Hoerner started at shortstop on Wednesday, and that two-out double down the left field line was the first of his duo of two-baggers. Short is the spot he could’ve taken over full-time had injuries not limited him to just five games there after Javier Báez was dealt at last season’s trade deadline. This year, he’s expected to split time at the position with newly signed Andrelton Simmons while also shifting over to second and likely seeing some time in the outfield.
However, with Simmons experiencing right shoulder soreness that’s limited him to light throwing sessions over the past couple of days, Hoerner will likely be plugged in at short next Thursday. So, seeing Hoerner start to slap hits for extra bases should instill some confidence in him for Ross.
After Hoerner’s fourth-inning double, Madrigal stepped to the plate.
As we’ve talked about on the CHGO Cubs show numerous times, Madrigal might be Ross’ best option at the top of the order. His career average (.317), his solid on-base percentage (.358), his very low strikeout rate (7.4 percent) and his elite contact rate (91.8 percent) give him the profile of a solid leadoff hitter. He doesn’t own the wheels of a traditional leadoff man, as his sprint speed ranked just outside the top 25 among all second baseman (28.1 ft/s, tied for 26th per Baseball Savant) in 2021, but still, that sits above the major league average.
And with the way he drove in Hoerner to cap off the four-run fourth, a consistent contact bat like his could be one heck of a table setter.

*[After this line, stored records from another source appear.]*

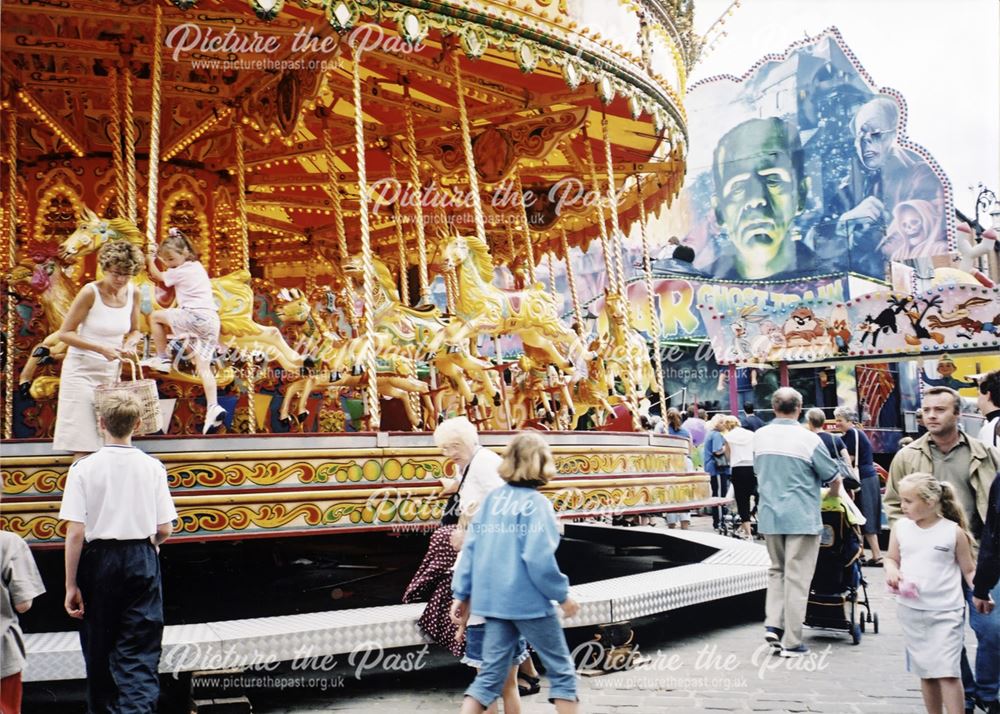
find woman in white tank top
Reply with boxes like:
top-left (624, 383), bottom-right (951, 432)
top-left (52, 240), bottom-right (143, 459)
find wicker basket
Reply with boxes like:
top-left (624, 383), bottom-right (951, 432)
top-left (94, 357), bottom-right (162, 435)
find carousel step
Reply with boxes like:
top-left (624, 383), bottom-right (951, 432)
top-left (23, 524), bottom-right (769, 682)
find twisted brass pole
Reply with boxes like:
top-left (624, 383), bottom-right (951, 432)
top-left (146, 5), bottom-right (163, 250)
top-left (351, 43), bottom-right (382, 431)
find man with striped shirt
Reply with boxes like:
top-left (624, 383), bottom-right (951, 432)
top-left (753, 387), bottom-right (840, 657)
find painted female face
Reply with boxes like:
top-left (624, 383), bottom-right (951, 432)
top-left (899, 206), bottom-right (924, 240)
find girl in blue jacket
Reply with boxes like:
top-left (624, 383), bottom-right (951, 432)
top-left (451, 433), bottom-right (580, 714)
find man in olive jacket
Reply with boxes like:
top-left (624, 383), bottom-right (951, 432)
top-left (883, 387), bottom-right (1000, 714)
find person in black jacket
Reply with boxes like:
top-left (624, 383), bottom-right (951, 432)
top-left (972, 473), bottom-right (1000, 615)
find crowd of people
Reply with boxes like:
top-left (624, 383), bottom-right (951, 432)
top-left (0, 232), bottom-right (1000, 714)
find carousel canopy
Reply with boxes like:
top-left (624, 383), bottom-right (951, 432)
top-left (2, 0), bottom-right (697, 279)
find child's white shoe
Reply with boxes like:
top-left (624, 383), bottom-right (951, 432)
top-left (201, 404), bottom-right (226, 434)
top-left (139, 355), bottom-right (172, 374)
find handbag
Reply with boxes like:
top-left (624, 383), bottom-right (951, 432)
top-left (836, 456), bottom-right (861, 491)
top-left (844, 427), bottom-right (861, 488)
top-left (94, 357), bottom-right (162, 435)
top-left (441, 461), bottom-right (472, 526)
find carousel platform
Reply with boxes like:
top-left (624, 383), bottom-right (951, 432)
top-left (0, 432), bottom-right (713, 549)
top-left (24, 524), bottom-right (768, 682)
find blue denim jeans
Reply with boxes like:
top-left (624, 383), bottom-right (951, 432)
top-left (962, 583), bottom-right (1000, 704)
top-left (465, 615), bottom-right (577, 707)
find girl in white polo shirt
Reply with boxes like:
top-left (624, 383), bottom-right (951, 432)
top-left (885, 473), bottom-right (976, 714)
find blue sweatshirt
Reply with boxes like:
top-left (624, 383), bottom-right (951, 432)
top-left (451, 484), bottom-right (569, 620)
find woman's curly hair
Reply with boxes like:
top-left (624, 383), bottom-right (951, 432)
top-left (97, 240), bottom-right (146, 275)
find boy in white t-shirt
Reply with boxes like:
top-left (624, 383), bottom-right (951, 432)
top-left (59, 394), bottom-right (177, 712)
top-left (0, 531), bottom-right (45, 714)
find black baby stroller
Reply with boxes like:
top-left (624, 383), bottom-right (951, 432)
top-left (805, 497), bottom-right (878, 644)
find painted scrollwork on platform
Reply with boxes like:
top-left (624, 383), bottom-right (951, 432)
top-left (556, 454), bottom-right (684, 476)
top-left (167, 461), bottom-right (316, 489)
top-left (0, 470), bottom-right (710, 543)
top-left (3, 468), bottom-right (66, 496)
top-left (0, 515), bottom-right (66, 543)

Madrigal fell down 0-2 in the count, but with his plate discipline, he easily made it 2-2 by laying off consecutive balls. Then, on a pitch that looked to be coming in on him, Madrigal stayed compact, got his hands around quickly, got the barrel to the ball and deposited it into center for the RBI before scoring on Suzuki’s home run three pitches later.
The 25-year-old will never be the power hitter that some of his Cubs predecessors were, but his ability to put the ball in play consistently could breed success as a leadoff hitter.
“I’ve really just worked on trying to be the best version of myself,” Madrigal said on March 13. “I’ve understood for years now that I’m not going to be the power hitter in the lineup, so I’ve really tried to work the counts, get on base any way I can, steal bases. I think that helps the team out more.
“Some teams value it, and I’ve always felt like I can make an impact in a game that way. I think there’s plenty of stuff I can improve on, but I’m just focused on what I can do. Getting on base is my ultimate goal.”
Just for good measure, here’s how Clint Frazier added to the festivities two innings later:
Frazier, a reclamation project of sorts who signed a one-year, $1.5 million deal with Chicago, is another player that the Cubs hope can develop anywhere close to his ceiling. As the No. 5 overall pick in the 2013 MLB Draft, the 27-year-old has plenty of potential that was hindered all of last season by the effects of his recently publicly revealed second concussion.
That line drive homer surely put as big of a smile on the faces of everyone in the dugout as it did on Frazier’s as he rounded first base. It might also be a sign of things to come for the player who will be called upon to split time with Happ in left field (to help him rest his elbow, yes, but as CHGO’s very own Brendan Miller points out, maybe for other reasons, too).
Those performances, combined with two-hit days from Frank Schwindel and Jonathan Villar, add up to a very good day at the plate for those seven members on Chicago’s hitting crew. Considering they all should be expected to spend at least some time with a bat in their hands on Opening Day, it’s a positive sign for Ross when he goes to assemble that lineup.
Yes, it’s spring training, and in spring training, the results take a back seat to the process.
But when the process results in a combined .524 average (11-for-21), eight runs and seven RBIs between those seven players, it’s certainly something for the group to hang its hat on with the regular season just seven days away.